Polemik anggaran pengadaan perangkat teknologi di Badan Gizi Nasional (BGN) menjadi sorotan karena adanya temuan pembelian besar-besaran laptop dan tablet dengan nilai fantastis, meskipun awalnya Menteri Keuangan menolak pengajuan anggaran pembelian komputer pada tahun 2025. Menurut Direktur Eksekutif Center for Budget Analysis (CBA), Uchok Sky Khadafi, penolakan tersebut tidak konsisten dan diduga dilakukan dengan mengubah istilah komputer menjadi tablet atau laptop. Sorotan juga ditujukan kepada Kepala BGN, Dadan Hindayana, yang terus melakukan belanja perangkat dalam jumlah besar tanpa memperhatikan kebijakan Kementerian Keuangan.

Catatan CBA menunjukkan bahwa BGN menggelontorkan anggaran besar untuk pengadaan perangkat, seperti laptop untuk 32.000 orang senilai Rp544 miliar, tablet untuk 30.000 orang senilai Rp510,1 miliar, tambahan laptop senilai Rp120 miliar, dan pembelian unit laptop oleh kantor pusat senilai Rp10,8 miliar.
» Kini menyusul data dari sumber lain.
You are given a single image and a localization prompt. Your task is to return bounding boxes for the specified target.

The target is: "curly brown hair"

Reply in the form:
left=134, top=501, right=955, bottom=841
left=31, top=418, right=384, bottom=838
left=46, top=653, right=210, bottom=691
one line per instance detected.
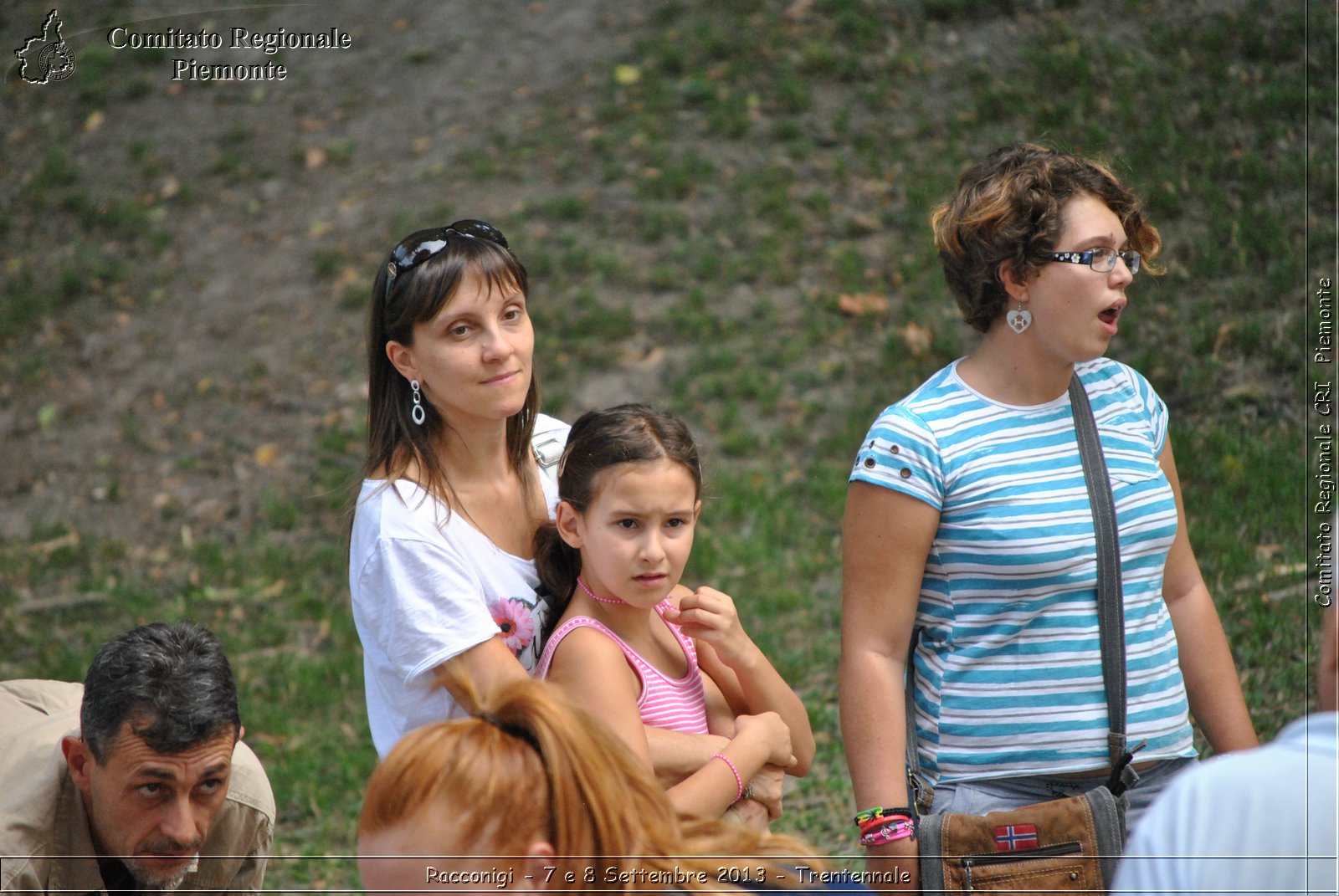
left=929, top=143, right=1162, bottom=332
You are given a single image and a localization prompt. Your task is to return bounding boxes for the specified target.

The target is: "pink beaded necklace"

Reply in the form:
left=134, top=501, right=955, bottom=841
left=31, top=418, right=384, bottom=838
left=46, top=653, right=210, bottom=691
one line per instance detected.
left=577, top=576, right=628, bottom=604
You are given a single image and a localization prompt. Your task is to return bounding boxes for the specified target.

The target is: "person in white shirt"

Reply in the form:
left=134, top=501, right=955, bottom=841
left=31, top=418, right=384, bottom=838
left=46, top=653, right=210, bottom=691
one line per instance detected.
left=1113, top=604, right=1339, bottom=896
left=348, top=218, right=782, bottom=821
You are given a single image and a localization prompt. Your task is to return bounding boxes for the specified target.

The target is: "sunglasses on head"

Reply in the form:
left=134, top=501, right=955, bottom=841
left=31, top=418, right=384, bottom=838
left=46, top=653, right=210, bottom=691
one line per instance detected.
left=382, top=218, right=507, bottom=303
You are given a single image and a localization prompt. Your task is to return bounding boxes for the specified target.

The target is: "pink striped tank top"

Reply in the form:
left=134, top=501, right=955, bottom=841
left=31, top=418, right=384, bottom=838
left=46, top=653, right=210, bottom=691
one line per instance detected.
left=534, top=600, right=708, bottom=734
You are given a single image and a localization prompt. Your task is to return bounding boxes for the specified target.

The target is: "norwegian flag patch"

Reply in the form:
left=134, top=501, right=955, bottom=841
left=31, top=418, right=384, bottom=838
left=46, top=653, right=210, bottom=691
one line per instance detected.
left=995, top=825, right=1040, bottom=852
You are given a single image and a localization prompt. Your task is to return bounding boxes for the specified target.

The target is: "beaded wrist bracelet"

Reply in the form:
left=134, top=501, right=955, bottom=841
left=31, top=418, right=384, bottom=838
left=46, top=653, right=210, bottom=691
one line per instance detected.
left=859, top=818, right=916, bottom=847
left=855, top=806, right=915, bottom=825
left=711, top=753, right=745, bottom=802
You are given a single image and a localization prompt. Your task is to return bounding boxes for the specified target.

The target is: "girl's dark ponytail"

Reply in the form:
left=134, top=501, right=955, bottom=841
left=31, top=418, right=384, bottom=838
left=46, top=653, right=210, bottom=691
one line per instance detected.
left=534, top=521, right=581, bottom=644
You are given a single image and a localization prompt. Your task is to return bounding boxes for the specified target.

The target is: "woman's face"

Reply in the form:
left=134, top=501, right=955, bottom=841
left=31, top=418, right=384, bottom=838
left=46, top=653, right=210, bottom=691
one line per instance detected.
left=357, top=805, right=553, bottom=896
left=387, top=268, right=534, bottom=426
left=1007, top=194, right=1134, bottom=364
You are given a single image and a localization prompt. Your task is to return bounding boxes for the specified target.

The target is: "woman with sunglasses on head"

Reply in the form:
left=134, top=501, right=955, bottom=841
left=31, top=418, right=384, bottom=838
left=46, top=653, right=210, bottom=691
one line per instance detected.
left=350, top=220, right=567, bottom=755
left=357, top=680, right=866, bottom=893
left=350, top=220, right=782, bottom=825
left=841, top=143, right=1256, bottom=888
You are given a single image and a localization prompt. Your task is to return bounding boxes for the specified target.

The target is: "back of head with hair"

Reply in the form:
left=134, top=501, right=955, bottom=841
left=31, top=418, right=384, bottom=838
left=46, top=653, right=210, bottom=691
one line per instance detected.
left=931, top=143, right=1162, bottom=332
left=534, top=404, right=701, bottom=640
left=363, top=223, right=540, bottom=499
left=79, top=622, right=241, bottom=765
left=357, top=680, right=818, bottom=891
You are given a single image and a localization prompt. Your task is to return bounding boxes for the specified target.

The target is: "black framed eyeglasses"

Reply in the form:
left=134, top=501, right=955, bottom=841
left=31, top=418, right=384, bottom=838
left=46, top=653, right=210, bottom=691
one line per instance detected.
left=1051, top=248, right=1140, bottom=274
left=382, top=218, right=509, bottom=303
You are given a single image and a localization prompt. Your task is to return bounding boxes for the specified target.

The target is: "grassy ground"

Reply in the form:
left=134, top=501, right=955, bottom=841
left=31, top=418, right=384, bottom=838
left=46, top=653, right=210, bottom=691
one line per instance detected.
left=0, top=0, right=1335, bottom=888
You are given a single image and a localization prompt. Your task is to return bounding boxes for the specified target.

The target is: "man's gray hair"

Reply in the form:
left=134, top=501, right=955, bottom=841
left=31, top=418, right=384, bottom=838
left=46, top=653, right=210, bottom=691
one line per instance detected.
left=79, top=622, right=241, bottom=765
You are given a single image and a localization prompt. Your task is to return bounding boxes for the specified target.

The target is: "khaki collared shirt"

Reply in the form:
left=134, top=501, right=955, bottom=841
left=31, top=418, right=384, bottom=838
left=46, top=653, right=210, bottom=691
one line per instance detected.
left=0, top=679, right=274, bottom=893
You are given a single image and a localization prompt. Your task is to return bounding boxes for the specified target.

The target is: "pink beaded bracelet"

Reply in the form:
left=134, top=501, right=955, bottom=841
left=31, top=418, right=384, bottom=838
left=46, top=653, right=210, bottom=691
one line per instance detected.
left=711, top=753, right=745, bottom=802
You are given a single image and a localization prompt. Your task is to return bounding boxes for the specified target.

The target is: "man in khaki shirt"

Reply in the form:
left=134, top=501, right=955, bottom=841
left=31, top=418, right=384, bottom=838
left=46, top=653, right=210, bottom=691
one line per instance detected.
left=0, top=622, right=274, bottom=893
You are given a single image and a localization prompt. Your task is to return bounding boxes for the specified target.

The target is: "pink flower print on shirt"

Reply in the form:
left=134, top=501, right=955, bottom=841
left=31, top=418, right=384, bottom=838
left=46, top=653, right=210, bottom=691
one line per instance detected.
left=489, top=597, right=534, bottom=653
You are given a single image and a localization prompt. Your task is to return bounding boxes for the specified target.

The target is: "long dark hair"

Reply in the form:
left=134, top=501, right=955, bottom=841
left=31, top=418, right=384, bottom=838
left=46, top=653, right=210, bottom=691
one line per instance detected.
left=360, top=225, right=540, bottom=506
left=534, top=404, right=701, bottom=640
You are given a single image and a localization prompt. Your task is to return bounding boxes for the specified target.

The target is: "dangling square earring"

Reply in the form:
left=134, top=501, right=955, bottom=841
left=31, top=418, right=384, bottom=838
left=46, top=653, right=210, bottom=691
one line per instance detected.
left=410, top=379, right=427, bottom=426
left=1004, top=303, right=1033, bottom=334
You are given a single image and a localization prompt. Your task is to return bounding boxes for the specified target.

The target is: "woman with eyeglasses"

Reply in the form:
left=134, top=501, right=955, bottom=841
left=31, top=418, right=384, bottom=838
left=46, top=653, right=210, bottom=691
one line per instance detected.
left=841, top=143, right=1256, bottom=883
left=350, top=220, right=567, bottom=755
left=357, top=680, right=866, bottom=893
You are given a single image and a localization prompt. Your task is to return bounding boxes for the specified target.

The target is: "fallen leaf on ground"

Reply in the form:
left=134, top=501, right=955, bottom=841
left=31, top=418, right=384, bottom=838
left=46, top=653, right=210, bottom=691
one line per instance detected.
left=837, top=292, right=888, bottom=317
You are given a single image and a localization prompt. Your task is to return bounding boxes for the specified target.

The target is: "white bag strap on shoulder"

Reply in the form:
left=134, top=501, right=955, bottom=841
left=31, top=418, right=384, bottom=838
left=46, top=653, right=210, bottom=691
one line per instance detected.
left=531, top=415, right=567, bottom=475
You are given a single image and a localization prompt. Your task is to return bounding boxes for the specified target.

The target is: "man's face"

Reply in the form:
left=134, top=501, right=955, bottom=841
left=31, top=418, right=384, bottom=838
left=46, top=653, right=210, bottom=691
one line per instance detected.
left=62, top=722, right=237, bottom=889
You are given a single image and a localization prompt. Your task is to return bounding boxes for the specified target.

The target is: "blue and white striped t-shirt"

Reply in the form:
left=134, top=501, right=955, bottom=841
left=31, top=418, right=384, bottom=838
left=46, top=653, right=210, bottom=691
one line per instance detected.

Uchok Khadafi menilai angka-angka tersebut mencurigakan dan berpotensi merugikan negara hingga Rp1,1 triliun, serta menegaskan bahwa jika pengadaan tidak sesuai dengan Dokumen Pelaksanaan Anggaran (DIPA) yang ditetapkan Menteri Keuangan, BGN bisa melanggar Undang-Undang Nomor 17 Tahun 2003 dan Undang-Undang Nomor 1 Tahun 2004.

Kasus ini mendorong desakan agar pemerintah memberikan penjelasan transparan mengenai detail pengadaan di BGN, termasuk spesifikasi barang, mekanisme pengadaan, dan alasan perubahan nomenklatur anggaran. Publik menantikan klarifikasi resmi dari Kementerian Keuangan dan BGN untuk menjawab dugaan skandal anggaran yang berpotensi besar tersebut.